We all should give a salute to the writers’ loved ones.
I’m in the depths of despair tonight.
While it’s a relief to grovel here–sort of–I’m really feeling pity for my poor, long-suffering husband.
I want to salute him and all the other writer’s loved ones out there.
It’s not completely my/our fault. My husband knew I was a writer when he fell in love with me.
That was my stated goal at 15, and we’re still listening to me talk about it many years later.
Fortunately, I’ve had success, which is more than what I said for most of our life together.
Five things writers’ loved ones endure: Click to Tweet
1. Ridiculous moaning and complaining:
“Do you think I’m getting fat sitting at the keyboard all the time?”
“Who removed my writing to download yet another game about saving the world from aliens?”
“I could have written the Great American Novel in the time I’ve wasted doing two loads of laundry for twenty years.”
“Do you think I ever had any talent?”
2. Boredom
“Would you mind rereading my opening chapter? You’ve been so helpful on the previous six revisions.”
“Did you notice the changes I made in the synopsis I left on your desk last night?”
“Let me tell you about my hero/heroine.”
“I’ve learned yet another tidbit of minutiae about the Civil War!”
“Can we please drive 250 miles out of our way? I want to check what a wagon wheel feels like to the touch?”
3. Potential Notoriety
“No one will think this is how we kiss.”
“The fat character is NOT based on your mother.”
“Readers won’t assume all my Navy escapades are based on things you did.”
“I made up this fight; no one will think this is the type of stuff we say to each other.”
“Puff ball is a perfectly acceptable romantic nickname.”
4. Travel Adventures
Here are some of the ideas he’s fielded–and then gone along with.
Why would we spend the day in Paris when we can visit the trenches on the Somme?
Wasn’t it your idea to visit all the French and Indian War battlefields?
Can you smell the ocean from here?
Please keep the two kids entertained while I spend 18 hours in the library.
Hey! Let’s visit all the macabre war exhibits and discuss what happened!
“Can you give me a sensory description of an olive?”
“Do you think I have too many passive verbs in this, or should I remove all the ‘ly’ words?”
“What color green do you think this is?”
I feel sorry for the writer’s loved ones, particularly those who have gone before. Consider just a few:
Count Leo Tolstoy forced his long-suffering wife,Sophia, the mother of eight living children who also ran his homes, to not only write her own diaries, but also read his every night.
She was also responsible for transcribing War and Peace by hand — she rewrote the text seven times!
Dick Francis’s wife, Mary, did almost all his research, and many believe she ghostwrote his books.
Vera Nabokov served as her husband’s assistant, editor, and secretary, and occasionally taught his classes for him.
Got any other suggestions?
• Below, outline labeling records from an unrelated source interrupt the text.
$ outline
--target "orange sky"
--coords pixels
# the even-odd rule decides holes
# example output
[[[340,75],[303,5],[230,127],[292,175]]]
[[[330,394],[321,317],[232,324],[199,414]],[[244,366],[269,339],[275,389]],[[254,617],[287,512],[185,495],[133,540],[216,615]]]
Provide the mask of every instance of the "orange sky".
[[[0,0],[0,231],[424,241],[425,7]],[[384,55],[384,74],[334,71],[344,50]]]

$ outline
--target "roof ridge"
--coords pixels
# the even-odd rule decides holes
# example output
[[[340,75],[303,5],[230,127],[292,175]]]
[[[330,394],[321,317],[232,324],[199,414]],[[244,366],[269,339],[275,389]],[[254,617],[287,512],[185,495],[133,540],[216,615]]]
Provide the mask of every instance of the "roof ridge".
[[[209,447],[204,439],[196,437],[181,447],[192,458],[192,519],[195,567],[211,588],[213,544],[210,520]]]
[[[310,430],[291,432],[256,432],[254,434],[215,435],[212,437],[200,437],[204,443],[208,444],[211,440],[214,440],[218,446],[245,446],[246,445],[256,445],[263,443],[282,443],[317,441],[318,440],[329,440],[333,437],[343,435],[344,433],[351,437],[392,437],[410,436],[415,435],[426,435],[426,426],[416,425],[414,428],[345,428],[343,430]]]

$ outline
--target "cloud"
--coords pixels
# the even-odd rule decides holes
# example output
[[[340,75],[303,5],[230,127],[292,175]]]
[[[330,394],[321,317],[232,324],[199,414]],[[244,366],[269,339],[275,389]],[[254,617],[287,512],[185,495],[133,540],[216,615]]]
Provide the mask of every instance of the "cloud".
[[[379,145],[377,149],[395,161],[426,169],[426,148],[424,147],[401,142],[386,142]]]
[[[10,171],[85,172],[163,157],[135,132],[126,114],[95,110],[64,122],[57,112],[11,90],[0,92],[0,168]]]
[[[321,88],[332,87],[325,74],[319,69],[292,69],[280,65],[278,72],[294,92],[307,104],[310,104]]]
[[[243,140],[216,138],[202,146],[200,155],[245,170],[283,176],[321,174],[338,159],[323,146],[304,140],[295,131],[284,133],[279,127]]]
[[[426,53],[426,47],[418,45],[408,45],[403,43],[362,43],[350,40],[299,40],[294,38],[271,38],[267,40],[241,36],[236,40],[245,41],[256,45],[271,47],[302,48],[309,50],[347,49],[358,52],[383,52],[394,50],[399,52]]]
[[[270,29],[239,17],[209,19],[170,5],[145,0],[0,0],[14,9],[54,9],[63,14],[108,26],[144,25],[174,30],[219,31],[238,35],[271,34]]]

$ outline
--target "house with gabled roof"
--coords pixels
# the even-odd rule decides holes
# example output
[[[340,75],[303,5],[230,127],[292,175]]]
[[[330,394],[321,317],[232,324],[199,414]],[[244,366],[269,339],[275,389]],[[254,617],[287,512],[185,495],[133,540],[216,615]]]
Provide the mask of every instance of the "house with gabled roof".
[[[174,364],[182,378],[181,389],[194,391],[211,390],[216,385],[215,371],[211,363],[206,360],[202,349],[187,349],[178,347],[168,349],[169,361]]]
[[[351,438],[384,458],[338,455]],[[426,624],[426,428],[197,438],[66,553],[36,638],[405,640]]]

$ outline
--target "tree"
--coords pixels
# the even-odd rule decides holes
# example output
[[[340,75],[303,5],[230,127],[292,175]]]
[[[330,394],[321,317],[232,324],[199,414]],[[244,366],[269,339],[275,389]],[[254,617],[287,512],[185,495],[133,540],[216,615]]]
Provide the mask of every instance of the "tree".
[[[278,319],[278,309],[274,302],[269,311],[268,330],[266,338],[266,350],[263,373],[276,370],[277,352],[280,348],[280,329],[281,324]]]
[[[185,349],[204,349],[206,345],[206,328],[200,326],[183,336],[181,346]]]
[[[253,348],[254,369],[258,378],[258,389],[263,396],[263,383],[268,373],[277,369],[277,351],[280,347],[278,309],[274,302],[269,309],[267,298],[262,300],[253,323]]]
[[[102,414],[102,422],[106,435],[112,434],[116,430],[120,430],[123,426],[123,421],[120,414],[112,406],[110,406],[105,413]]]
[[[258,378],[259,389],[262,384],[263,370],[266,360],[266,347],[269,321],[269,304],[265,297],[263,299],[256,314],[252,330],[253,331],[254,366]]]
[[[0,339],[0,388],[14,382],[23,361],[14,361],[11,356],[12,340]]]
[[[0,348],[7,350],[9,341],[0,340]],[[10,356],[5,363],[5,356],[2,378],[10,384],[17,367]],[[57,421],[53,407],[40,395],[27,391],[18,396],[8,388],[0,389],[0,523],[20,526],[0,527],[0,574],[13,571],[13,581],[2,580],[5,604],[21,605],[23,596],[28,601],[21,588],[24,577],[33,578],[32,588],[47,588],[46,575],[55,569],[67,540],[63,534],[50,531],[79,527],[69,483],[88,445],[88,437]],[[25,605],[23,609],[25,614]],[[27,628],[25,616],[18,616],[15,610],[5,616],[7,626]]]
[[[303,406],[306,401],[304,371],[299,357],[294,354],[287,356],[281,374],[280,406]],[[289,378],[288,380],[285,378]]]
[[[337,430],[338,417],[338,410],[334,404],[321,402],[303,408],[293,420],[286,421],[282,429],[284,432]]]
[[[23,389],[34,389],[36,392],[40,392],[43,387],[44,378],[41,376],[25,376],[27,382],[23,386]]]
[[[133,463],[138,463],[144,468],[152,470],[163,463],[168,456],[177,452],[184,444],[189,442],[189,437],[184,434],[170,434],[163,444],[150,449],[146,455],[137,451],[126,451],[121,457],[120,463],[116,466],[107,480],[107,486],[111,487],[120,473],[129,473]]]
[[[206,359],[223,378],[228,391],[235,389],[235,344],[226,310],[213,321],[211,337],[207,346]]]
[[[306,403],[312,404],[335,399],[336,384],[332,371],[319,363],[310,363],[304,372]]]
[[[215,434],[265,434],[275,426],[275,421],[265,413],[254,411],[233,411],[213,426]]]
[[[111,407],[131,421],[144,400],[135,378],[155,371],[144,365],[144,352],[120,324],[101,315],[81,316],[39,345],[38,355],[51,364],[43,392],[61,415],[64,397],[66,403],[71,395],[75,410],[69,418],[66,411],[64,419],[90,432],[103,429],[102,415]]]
What can a partner do to encourage the writer they love?
In the meantime, let’s hear it for all those poor writers’ loved ones and for what they put up with. Click to Tweet








I think my wife may be very lucky. I only write when she’s not around, never ask her to read my stuff (and I don’t talk about what I’m writing), and have never, EVER called her Puff Ball.
Dawg, yes.
Cochise, yes.
Puff Ball…well, it would at least be a quick death.
I laughed so many times while reading this. Well put.
Great post and nice to meet another writer! I had to laugh at #2 My husband hears regularly and endures much the same your husband does. He’s a really good sport.
Thanks for linking to my blog with, How To Be A Writer And A Spouse.